Mesmo sem controlo, desprovido de um plano assente na constância e no conforto em querer dominar a todo o campo, o Sporting teve os espaços para continuar a lançar Gyökeres. Outra bola teve o sueco na área, não em modo cavalo selvagem, a galopar a preceito, mas em trote, a encarar um adversário hesitante em por um pé à bola, temerário o suficiente para deixar o sueco cruzar rasteiro e Geny Catamo, na pequena área, fixar o resultado (88’) com a segunda assistência do matulão no jogo.

Restam oito jornadas no campeonato e os leões mantiveram-se líderes. Sofreram e custou-lhes, veremos se outra equipa fará outra metade de partida em Alvalade como a que o Famalicão deixou por lá, com o peito feito e cheio de bem-fazer. Refeito do seu melhor par de médios, mas a permanecer nos três centrais, o Sporting de Rui Borges continuam alheio a ter um encontro tranquilo, controlado e assente em terreno plano. Parece existir sempre algum sobressalto no trilho dos leões.
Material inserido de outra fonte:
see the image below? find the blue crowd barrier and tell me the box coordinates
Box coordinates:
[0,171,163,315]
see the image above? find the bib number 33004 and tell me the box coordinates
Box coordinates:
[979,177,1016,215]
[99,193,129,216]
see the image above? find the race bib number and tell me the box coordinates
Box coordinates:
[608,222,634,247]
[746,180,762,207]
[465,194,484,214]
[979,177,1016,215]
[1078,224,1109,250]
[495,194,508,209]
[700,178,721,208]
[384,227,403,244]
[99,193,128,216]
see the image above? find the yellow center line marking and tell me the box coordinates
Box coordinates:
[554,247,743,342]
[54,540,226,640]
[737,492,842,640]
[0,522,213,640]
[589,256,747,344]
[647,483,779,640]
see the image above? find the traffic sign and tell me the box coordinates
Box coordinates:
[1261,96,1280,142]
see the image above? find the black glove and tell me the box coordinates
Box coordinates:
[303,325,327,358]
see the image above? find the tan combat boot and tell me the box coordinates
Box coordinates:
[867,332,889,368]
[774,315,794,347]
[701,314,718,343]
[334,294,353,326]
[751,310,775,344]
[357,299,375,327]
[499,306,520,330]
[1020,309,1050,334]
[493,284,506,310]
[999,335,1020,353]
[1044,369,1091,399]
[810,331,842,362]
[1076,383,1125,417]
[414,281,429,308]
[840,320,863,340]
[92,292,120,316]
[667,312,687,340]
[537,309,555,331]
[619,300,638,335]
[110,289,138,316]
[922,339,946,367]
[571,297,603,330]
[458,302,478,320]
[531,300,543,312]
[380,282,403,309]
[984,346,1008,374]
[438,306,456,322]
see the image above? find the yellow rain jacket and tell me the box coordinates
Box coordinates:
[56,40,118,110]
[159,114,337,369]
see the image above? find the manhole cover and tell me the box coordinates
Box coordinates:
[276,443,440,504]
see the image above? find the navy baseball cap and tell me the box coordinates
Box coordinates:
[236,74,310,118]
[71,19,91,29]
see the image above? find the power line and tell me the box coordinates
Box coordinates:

Quando os há, não precisa Viktor Gyökeres de colocar tinta na sua pela virgem para que aos leões seja cada vez mais fácil, crescentemente mais dependente também, dizer “hakuna matata”.

Porque o treinador não tem problemas em tentar moldar as toadas de jogo para abusar de situações que aproveitem a melhor arma que tem.